With an effort she rose out of the chair, swayed for a moment as if she half expected to be struck, and smiled as she managed to move towards the spool of blue thread on the sewing-machine. Her collapse would come at its own choosing.
She could run now, throw herself on the netting-wire, and call out across the lake to the woods where the saws still sung, “Oh, answer me. Will Something answer me?” and she’d be met with echoes and real sounds of the saws and birds, cloud shadow on corrugations the wind had made on the water, and silence—the silence of the sky and lake and wood and people going about their lives. And if she was heard it could be only by people and what could they do? She’d look silly or gone crazy, she’d have broken the rules. She could only cause painful concern to those involved with her and wring ridicule and laughter from those who were not, the thing that runs counter to the fabricated structure of safe passions must be slaughtered out of its existence.
“We’ll see then, we’ll see what’ll happen then,” Reegan’s excited words came, able to see past the danger of the living moment and not so
far as the moment of his death; absorbed by how the dice would fall; and that was the way to be, that was the way to be safe.
“What does it matter about Quirke? He has his own cares, let him go his own way, what does it matter whether he’s right or wrong as long as you can go your own way in peace,” she wanted to say but she knew the answer she’d get. “So nothing matters. So everybody’s the same. But we’re not dead yet bejasus! We’re not altogether in that state yet,” and he was right in his own way. People didn’t want peace but shouting and activity and excitement, that was life; fullness of life for them was not thought, that was to be free and lonely and to die, life was ceaseless activity. Peace was not life, it was death.
“Will you be going to the court tomorrow? It’s the District Court day, isn’t it?” she asked. “I’ll want to get the things ready if you are.”
“Aye—I’m goin’; me and Casey, that’s all, but don’t put yourself to too much bother.”
She knew the things she had to do: they never varied; and in the morning there’d be the shining of his boots and baton sheath, the scrupulous shining of the silver buttons and badges and whistle chain as on every other court morning.
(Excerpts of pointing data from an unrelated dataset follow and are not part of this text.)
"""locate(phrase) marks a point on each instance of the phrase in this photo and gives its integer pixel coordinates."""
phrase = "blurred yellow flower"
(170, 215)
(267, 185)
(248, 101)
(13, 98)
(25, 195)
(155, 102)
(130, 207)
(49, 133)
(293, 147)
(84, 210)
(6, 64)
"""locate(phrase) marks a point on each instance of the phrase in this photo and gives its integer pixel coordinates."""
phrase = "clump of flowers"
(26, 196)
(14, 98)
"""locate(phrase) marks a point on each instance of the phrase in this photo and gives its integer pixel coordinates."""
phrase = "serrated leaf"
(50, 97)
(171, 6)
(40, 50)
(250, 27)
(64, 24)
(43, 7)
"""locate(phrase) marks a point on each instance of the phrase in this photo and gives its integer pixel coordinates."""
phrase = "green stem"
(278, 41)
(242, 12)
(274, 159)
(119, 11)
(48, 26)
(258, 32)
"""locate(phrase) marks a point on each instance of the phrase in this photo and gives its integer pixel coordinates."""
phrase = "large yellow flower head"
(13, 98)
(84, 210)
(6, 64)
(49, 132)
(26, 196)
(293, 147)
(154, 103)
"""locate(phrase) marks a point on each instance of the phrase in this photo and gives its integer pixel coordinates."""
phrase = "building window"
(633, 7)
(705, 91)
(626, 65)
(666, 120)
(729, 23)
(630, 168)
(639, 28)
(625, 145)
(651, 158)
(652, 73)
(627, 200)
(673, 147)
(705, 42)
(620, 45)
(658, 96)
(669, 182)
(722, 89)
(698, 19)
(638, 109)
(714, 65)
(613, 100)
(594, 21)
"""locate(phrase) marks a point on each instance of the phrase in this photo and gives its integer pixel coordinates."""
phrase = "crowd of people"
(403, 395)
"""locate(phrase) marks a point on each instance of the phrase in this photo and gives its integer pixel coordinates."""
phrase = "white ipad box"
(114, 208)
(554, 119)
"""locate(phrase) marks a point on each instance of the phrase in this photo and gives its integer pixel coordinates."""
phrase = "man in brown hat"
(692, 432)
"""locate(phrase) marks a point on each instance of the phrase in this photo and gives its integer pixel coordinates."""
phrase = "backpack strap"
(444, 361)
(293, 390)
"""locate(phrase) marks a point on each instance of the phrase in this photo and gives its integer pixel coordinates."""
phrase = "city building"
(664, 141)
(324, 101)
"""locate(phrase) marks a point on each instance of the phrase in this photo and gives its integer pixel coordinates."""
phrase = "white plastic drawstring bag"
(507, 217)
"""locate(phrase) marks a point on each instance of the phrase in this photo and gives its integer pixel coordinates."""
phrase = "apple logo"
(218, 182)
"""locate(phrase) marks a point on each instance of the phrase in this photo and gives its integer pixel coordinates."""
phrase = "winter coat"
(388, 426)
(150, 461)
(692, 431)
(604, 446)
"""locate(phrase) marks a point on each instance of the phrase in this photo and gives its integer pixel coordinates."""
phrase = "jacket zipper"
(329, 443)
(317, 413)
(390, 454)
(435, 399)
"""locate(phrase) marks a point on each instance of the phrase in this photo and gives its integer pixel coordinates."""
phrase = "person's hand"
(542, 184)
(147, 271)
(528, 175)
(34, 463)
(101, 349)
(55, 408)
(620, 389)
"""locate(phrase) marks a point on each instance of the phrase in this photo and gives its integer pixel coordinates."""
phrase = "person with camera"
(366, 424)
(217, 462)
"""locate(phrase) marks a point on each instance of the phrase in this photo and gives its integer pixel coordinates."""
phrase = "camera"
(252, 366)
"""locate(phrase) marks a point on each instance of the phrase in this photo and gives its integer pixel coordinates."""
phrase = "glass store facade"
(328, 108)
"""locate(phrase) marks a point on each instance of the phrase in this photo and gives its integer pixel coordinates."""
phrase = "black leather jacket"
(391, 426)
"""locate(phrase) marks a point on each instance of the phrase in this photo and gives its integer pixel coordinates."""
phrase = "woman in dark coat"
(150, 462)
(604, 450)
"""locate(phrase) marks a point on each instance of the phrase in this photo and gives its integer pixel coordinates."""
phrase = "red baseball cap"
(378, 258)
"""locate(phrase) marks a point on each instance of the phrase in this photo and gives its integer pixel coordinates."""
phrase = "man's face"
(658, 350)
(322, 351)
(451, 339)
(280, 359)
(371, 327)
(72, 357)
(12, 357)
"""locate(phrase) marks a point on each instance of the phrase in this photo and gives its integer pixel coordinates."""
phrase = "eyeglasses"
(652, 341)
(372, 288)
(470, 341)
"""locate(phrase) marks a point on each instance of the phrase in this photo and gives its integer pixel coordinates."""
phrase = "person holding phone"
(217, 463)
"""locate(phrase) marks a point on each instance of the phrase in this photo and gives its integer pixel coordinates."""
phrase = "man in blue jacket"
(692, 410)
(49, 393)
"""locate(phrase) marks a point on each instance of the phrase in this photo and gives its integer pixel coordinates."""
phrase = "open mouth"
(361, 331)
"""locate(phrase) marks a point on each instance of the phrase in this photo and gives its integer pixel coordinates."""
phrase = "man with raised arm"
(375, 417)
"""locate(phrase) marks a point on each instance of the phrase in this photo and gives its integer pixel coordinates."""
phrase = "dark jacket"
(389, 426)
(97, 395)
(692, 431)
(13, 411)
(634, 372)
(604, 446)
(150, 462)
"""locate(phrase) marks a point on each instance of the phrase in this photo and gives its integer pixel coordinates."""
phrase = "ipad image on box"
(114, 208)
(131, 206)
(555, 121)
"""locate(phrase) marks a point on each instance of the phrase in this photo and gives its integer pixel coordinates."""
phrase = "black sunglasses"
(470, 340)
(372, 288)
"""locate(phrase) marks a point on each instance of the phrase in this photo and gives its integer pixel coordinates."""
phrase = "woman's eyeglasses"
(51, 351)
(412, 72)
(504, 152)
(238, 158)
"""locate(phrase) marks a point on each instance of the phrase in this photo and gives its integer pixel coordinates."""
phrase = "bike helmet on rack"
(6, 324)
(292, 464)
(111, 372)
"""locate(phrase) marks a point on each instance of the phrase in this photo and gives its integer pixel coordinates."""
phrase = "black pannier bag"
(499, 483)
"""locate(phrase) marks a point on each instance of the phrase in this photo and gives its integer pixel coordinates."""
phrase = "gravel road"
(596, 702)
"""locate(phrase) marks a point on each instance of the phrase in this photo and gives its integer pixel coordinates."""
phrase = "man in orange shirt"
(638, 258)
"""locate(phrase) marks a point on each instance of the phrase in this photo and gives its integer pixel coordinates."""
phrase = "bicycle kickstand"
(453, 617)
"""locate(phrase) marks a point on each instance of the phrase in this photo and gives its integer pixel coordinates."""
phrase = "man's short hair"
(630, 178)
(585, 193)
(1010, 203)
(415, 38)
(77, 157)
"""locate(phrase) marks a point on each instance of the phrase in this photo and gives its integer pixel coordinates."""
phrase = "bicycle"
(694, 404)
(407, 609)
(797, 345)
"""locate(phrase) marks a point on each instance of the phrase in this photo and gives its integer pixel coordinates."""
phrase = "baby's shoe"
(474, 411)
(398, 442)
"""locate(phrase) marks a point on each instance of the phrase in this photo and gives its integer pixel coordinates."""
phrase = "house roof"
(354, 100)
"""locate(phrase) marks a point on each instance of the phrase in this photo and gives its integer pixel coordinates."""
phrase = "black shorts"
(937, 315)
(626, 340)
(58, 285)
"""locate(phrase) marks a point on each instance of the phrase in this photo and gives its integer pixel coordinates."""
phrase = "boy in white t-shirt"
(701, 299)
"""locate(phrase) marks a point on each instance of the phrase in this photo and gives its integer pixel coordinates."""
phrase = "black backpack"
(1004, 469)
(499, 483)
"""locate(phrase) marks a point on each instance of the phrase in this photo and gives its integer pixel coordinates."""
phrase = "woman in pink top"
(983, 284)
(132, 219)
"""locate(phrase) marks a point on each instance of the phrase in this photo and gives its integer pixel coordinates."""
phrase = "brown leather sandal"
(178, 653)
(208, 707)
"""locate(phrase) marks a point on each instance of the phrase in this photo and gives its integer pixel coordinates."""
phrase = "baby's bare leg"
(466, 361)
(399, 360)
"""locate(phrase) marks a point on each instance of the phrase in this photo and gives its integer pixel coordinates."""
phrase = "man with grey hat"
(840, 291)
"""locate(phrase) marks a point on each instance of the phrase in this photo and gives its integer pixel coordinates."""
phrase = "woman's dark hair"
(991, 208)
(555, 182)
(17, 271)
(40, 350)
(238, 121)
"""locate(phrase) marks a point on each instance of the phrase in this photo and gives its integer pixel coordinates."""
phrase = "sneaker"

The year moved forward, cold with frost, the fields firm enough to carry the ploughing tractors. Ash Wednesday, a cold white morning, all the villagers at Mass and the rails, to be signed with the Cross on their lives to be broken, all sinners and needing the grace of God to be saved, the cross thumbed by the priest on their foreheads with the ashes of their mortality. The organ was silent in the organ loft; those who did not get dispensed from the fast could have only one full meal in the day; the yew branches would be blessed Palm Sunday and left in a bath-tub outside the church for the people to take away; and the beautiful, beautiful ceremonies of Holy Week.